Я, когда обдумывала визит, со всех сторон рассмотрела эту возможность и решила, что аргумент в виде зубов лучше приберечь на самый-самый крайний случай. В частности, вот на этот:
— Вы сняли смежный дом? Отлично! Значит, в полночь Алешка начнет выть под забором у Барятинских. Пусть думают, что это знак! Заодно не проспят.
Глава 25
Утро следующего дня встретило меня в нашей с Милой квартирке. Несмотря на волнение и диверсию, устроенную прошлой ночью с помощью Алешкиного воя, я отлично выспалась.

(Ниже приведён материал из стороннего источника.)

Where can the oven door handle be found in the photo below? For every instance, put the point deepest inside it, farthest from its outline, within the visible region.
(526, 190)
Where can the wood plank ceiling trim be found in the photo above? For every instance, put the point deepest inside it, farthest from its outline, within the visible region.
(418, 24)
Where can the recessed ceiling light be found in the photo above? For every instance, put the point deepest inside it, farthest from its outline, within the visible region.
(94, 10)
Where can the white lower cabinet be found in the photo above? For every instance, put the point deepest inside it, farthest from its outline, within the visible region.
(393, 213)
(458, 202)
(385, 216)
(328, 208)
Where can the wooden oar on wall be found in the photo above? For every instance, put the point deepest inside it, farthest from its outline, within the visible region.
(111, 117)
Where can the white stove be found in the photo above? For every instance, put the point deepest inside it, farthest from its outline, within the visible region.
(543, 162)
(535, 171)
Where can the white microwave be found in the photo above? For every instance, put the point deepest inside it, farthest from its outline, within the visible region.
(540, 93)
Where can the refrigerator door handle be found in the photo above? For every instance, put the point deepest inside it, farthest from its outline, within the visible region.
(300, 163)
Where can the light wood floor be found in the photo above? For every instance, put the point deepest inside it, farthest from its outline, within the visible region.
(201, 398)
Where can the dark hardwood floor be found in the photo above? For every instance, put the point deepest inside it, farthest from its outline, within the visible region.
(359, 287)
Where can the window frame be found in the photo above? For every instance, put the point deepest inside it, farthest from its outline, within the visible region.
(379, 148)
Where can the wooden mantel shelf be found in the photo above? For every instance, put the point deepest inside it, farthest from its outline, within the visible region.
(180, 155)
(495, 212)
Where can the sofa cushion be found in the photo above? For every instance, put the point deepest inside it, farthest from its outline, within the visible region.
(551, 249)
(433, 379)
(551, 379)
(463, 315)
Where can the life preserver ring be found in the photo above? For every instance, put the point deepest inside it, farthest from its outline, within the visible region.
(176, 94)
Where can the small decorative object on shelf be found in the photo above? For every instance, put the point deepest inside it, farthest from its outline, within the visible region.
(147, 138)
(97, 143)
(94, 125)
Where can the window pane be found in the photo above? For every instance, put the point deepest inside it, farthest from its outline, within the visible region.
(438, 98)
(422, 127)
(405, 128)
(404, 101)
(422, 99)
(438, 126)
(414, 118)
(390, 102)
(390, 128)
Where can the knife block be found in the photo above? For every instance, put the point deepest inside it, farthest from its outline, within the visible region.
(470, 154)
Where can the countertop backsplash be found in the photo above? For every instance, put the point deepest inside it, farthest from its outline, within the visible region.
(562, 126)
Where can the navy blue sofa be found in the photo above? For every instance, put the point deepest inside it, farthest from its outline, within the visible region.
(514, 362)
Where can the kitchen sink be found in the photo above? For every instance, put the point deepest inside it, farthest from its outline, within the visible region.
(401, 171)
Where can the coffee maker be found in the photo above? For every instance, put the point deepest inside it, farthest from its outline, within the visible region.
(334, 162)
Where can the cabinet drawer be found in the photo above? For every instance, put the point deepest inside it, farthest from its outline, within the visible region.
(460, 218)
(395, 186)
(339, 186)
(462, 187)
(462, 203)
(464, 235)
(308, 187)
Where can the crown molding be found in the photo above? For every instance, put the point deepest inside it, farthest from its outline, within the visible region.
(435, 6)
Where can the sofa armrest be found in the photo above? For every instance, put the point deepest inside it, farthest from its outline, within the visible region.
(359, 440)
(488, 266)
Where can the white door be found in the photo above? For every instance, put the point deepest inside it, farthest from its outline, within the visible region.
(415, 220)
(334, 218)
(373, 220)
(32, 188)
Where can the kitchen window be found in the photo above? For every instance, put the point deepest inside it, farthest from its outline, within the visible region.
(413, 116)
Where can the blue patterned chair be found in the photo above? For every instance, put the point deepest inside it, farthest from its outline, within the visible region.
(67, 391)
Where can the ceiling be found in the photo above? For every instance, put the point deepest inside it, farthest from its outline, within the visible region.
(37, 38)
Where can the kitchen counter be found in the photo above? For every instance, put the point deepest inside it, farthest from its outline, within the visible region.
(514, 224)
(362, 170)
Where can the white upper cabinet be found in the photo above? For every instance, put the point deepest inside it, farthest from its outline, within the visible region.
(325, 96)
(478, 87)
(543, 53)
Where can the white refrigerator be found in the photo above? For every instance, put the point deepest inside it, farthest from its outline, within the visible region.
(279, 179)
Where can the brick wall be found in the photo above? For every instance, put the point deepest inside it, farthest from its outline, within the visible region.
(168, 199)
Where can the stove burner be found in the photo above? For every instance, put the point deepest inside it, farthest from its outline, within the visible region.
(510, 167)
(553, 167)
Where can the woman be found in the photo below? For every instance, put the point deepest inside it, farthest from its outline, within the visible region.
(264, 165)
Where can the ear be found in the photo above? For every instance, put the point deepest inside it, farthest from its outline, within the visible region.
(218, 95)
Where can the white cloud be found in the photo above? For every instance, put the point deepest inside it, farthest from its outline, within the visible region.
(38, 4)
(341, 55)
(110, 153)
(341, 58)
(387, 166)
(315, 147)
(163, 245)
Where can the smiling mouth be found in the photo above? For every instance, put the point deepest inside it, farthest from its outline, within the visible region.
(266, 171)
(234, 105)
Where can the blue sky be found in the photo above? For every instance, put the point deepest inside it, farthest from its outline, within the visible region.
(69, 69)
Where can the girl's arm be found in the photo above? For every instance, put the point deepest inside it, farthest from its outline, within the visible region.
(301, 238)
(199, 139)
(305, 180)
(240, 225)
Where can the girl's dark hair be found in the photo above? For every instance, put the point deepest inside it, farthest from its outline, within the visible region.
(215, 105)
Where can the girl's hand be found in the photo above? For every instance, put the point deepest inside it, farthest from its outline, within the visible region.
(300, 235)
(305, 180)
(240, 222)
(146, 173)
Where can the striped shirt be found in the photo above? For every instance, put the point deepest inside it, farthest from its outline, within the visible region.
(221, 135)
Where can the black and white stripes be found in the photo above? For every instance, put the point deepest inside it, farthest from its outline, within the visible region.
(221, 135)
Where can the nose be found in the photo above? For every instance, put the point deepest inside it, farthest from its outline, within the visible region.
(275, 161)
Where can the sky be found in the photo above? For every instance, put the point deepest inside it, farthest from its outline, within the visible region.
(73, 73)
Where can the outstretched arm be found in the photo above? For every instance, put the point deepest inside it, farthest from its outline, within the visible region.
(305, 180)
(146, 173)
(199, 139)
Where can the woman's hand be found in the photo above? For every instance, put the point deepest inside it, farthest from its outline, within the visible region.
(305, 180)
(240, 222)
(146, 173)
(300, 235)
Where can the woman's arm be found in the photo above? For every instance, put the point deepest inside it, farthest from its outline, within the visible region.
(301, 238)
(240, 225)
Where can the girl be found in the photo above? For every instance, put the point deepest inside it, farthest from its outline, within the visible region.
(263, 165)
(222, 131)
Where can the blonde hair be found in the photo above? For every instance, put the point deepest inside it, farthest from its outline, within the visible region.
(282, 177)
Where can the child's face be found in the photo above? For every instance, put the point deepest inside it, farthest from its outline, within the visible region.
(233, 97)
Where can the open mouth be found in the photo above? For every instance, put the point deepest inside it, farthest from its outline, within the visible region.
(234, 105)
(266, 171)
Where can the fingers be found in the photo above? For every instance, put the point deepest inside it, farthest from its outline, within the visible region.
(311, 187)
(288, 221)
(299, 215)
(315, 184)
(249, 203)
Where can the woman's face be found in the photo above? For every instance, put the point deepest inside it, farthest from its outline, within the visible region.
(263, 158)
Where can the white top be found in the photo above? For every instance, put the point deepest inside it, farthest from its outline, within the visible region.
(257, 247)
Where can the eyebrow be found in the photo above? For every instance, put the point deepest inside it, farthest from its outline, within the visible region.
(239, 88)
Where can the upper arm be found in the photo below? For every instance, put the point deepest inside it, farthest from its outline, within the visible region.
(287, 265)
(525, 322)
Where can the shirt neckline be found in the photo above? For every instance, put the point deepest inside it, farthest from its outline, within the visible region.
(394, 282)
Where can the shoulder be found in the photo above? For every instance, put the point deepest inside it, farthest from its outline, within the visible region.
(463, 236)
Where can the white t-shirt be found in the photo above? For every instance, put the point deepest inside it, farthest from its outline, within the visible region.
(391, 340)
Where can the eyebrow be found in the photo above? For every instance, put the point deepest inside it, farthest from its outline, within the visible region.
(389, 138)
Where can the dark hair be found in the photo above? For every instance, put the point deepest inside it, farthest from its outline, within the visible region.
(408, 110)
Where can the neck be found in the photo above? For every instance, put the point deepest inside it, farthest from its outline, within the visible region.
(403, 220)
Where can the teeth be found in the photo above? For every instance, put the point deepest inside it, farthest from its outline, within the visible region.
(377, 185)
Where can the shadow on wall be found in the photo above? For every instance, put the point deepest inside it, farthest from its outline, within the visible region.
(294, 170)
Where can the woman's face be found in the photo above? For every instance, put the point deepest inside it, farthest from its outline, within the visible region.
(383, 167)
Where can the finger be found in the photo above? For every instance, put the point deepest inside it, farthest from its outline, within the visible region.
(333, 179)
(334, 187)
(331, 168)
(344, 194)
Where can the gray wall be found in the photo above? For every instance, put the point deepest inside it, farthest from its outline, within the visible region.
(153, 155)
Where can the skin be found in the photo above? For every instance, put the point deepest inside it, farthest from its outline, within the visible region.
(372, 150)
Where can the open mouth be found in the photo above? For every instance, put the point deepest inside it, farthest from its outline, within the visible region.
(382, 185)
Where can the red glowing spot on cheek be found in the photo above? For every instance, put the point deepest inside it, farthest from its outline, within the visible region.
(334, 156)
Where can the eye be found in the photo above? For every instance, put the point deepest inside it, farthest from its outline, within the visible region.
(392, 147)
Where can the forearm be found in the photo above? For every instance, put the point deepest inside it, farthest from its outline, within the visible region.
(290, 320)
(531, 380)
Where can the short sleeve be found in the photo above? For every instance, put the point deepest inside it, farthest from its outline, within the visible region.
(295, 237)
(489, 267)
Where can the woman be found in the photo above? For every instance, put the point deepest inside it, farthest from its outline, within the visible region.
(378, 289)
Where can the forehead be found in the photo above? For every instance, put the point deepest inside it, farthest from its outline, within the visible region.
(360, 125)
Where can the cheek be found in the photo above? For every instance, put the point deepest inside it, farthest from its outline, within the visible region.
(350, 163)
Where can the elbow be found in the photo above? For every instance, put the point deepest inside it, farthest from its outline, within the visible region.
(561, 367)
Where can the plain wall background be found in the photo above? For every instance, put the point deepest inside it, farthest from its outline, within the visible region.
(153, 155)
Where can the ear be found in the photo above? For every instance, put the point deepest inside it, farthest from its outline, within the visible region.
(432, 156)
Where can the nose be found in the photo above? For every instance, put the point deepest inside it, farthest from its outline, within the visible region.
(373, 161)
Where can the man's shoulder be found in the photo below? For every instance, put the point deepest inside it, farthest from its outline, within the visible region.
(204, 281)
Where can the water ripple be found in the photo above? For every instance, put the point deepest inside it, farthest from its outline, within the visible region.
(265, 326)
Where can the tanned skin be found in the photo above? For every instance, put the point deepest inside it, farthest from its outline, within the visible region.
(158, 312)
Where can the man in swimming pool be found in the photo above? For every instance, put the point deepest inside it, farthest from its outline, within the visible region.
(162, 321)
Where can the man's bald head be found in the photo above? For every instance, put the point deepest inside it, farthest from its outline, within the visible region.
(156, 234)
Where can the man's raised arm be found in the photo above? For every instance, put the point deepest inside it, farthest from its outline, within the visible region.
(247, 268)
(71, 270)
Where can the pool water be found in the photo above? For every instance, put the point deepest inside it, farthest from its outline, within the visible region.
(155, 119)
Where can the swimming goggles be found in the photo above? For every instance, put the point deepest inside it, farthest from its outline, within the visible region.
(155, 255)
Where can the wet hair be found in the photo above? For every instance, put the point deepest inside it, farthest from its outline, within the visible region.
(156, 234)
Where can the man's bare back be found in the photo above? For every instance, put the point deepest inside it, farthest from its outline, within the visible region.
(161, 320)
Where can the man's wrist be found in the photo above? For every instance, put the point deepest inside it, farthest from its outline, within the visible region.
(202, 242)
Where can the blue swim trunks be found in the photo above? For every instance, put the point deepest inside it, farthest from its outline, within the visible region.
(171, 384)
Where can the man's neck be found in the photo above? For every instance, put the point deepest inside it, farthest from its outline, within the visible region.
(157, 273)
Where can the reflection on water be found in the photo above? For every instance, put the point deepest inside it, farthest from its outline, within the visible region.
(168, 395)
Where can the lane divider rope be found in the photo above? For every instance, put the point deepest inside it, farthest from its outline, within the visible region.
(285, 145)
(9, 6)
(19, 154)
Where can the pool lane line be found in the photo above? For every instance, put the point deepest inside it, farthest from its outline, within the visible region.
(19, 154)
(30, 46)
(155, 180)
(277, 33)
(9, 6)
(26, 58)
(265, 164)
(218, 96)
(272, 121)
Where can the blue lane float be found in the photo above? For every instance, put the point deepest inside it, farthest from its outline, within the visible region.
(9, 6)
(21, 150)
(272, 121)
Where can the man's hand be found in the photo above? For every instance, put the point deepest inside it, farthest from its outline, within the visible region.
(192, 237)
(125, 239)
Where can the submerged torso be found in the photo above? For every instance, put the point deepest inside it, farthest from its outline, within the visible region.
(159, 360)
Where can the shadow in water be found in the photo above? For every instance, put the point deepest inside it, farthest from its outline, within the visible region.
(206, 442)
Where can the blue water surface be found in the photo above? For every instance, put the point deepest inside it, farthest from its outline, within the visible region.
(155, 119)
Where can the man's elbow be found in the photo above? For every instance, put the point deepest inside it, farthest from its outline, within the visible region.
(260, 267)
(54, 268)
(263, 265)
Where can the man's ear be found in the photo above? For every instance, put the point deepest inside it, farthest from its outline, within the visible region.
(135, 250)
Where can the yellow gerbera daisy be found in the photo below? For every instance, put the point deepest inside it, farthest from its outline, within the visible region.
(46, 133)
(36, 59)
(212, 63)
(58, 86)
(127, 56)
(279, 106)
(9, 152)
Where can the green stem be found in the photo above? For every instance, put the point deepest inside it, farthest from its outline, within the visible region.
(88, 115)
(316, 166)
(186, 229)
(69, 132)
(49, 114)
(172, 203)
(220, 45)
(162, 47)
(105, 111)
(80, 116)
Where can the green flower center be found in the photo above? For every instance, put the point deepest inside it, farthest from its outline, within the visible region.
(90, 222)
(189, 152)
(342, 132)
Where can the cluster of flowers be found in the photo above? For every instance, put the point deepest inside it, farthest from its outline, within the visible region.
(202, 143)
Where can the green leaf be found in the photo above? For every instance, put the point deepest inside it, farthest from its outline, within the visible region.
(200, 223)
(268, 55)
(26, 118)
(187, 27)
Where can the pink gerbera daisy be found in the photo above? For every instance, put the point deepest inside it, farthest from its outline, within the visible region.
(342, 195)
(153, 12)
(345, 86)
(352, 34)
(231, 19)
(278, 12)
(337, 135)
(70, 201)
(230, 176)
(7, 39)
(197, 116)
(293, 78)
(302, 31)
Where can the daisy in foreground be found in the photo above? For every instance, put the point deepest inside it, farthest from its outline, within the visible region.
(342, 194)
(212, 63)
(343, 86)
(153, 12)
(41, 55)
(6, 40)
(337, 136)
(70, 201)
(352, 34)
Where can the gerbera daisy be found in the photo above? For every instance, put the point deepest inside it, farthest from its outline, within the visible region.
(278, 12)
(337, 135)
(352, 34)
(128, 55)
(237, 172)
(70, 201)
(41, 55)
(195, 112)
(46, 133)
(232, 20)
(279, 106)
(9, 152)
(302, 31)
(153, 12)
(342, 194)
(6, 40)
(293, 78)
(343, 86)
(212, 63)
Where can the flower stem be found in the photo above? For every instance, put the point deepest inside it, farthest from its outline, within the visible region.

Может быть, из-за того, что рядом была Мила, которая теперь ощущалась окончательно родной, ближе, чем сестра. Мы как вернулись с псом и подружкой среди ночи с сеанса профилактического завывания под забором, сразу дружно выставили всех кавалеров до утра за дверь и смогли наконец не только обняться как следует, но и напиться вкусного чаю с булочками, наболтаться всласть, расчесать друг другу волосы на ночь и улечься в одну кровать под одеяло, уютно прижавшись друг к другу спинами, как котята в гнезде.
Алешка все это время был с нами и между нами, лежал под столом на кухне, чтобы мы обе могли зарыться пальцами босых ног в густую теплую шерсть, спал на коврике у кровати, стерег наши сны…
Возможно, именно поэтому утром мы обе проснулись с мыслью: все будет хорошо! Мы победим!
Волнение вернулось в половине десятого утра вместе с парнями, возникшими на пороге квартиры всей толпой. И если Лис, вежливо кивнув мне и Алешке, сразу прошел в прихожую и поцеловал Милу в щеку, то остальные так и остались за дверью. Даже Вьюжин.
— Да не мнись ты на пороге, — хмыкнула я, искоса глянув на боярыча. — Проходи уж.
— И поцеловать можно? — моментально приободрился оболтус, лукаво улыбнувшись.
— Можно, — хмыкнула я, дождалась, пока Алексей распахнет глаза от изумления, а все остальные вытаращатся на меня в шоке, особенно Игорь. И только после этого ехидно добавила: — Алешку можно и обнимать, и целовать, и даже на руках носить. Если он сам согласится, конечно!
— Р-рау? — удивился пес, когда после моих слов все дружно посмотрели на него.